The next meeting between the Russian and Japanese leaders is expected to be held on the sidelines of the G20 summit in Argentina
Japanese Foreign Minister Taro Kono  Minh Hoang/Pool Photo via AP
Japanese Foreign Minister Taro Kono
© Minh Hoang/Pool Photo via AP

TOKYO, November 22. /TASS/. Japanese Foreign Minister Taro Kono has refrained from calling the southern Kuril Islands the country’s "ancestral territory" as Japanese cabinet members and other officials usually do, the Kyodo news agency reported on Thursday.

According to the news agency, the Japanese top diplomat evaded answering the relevant question. "Since the next round of [high-level] talks is expected to take place soon, I would like to refrain from making statements on the issue," Kono said, as cited by Kyodo.

The next meeting between the Russian and Japanese leaders is expected to be held on the sidelines of the G20 summit in Argentina’s capital of Buenos Aires at the end of November.

Earlier in the week, the Japanese foreign minister also evaded answering a question as to whether Tokyo would take the 1993 Tokyo Declaration on Japan-Russia Relations into consideration during talks. The document particularly says that both countries are ready to hold talks on the status of all the four southern Kuril Islands.

Russian President Vladimir Putin and Japanese Prime Minister Shinzo Abe agreed at their meeting in Singapore on November 14 that the two countries would speed up Russian-Japanese peace treaty talks based on the 1956 Joint Declaration, in which Moscow had expressed readiness to hand Shikotan Island and a group of small uninhabited islands of the Lesser Kuril Chain (called Habomai in Japan) over to Tokyo as a gesture of goodwill.

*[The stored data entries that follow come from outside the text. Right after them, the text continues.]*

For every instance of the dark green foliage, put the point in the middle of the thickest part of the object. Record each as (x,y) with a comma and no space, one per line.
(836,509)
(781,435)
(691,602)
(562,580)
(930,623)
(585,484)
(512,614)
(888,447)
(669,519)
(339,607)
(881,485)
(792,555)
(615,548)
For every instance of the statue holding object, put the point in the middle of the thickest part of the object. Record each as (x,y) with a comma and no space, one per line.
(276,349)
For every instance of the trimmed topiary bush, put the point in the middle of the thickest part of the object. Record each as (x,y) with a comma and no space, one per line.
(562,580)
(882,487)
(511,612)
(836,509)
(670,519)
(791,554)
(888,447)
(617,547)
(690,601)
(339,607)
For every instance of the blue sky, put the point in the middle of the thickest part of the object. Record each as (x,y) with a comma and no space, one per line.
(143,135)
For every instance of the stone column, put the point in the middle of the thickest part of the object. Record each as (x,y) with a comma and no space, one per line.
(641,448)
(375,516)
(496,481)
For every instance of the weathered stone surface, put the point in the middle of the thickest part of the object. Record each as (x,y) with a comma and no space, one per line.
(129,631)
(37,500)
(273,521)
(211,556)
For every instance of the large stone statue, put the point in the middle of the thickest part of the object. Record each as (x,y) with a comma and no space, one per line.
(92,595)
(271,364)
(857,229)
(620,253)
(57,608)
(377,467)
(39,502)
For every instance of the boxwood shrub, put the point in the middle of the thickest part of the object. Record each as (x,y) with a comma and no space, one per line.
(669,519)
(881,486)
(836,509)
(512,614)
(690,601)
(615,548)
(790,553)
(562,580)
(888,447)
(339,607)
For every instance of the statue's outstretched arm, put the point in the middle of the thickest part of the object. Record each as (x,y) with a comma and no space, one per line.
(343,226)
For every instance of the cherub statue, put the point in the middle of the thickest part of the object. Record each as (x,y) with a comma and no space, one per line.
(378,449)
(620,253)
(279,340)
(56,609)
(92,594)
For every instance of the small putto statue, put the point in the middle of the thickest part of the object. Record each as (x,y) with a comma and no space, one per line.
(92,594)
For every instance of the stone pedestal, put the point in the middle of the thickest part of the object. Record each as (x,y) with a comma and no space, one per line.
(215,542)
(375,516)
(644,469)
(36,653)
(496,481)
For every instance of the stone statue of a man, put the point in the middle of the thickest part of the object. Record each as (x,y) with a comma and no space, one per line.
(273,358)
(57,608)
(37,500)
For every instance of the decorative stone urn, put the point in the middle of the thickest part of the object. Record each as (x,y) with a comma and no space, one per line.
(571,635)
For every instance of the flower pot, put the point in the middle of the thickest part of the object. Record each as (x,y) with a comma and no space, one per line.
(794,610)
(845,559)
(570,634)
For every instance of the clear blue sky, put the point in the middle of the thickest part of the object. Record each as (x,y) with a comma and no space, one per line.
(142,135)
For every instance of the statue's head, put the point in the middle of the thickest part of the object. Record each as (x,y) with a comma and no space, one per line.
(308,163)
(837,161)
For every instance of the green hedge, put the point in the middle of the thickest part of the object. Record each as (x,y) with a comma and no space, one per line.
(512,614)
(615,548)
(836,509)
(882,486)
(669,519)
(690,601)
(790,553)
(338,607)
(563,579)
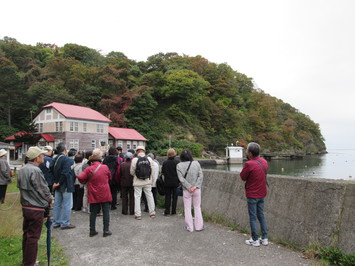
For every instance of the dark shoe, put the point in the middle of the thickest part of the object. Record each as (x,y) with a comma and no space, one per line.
(203,228)
(93,233)
(70,226)
(107,233)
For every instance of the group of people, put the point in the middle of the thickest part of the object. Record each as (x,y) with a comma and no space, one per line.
(95,181)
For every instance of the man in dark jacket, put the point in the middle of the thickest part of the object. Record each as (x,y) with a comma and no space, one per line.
(126,181)
(35,198)
(45,166)
(254,174)
(171,182)
(113,163)
(63,187)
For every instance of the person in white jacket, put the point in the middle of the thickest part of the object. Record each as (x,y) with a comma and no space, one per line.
(142,185)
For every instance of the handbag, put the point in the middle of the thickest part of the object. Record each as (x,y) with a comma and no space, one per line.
(160,186)
(179,189)
(89,178)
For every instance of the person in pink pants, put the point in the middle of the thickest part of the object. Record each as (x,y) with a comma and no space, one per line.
(190,176)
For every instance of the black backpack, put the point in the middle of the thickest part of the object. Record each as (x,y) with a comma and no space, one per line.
(143,169)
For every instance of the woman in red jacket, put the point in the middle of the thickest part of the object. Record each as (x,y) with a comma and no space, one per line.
(97,177)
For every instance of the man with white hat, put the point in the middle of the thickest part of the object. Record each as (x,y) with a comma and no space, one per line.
(142,163)
(5,176)
(35,198)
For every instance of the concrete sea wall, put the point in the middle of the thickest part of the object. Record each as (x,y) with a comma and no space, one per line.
(299,211)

The Soviet Union and Japan signed the Joint Declaration on ending the war between the two countries and restoring diplomatic and consular relations in Moscow on October 19, 1956. The document’s Article 9 said that the Soviet government was ready to hand Shikotan Island and a group of small islands over to Japan, adding that Tokyo would get actual control of the islands after a peace treaty was signed. Both countries ratified the Declaration on December 8, 1956.

However, after Japan and the United States had signed the Treaty of Mutual Cooperation and Security in 1960, the Soviet Union withdrew its obligation to hand over the islands. A Soviet government’s memorandum dated January 27, 1960, said that those islands would only be handed over to Japan if all foreign troops were pulled out of the country.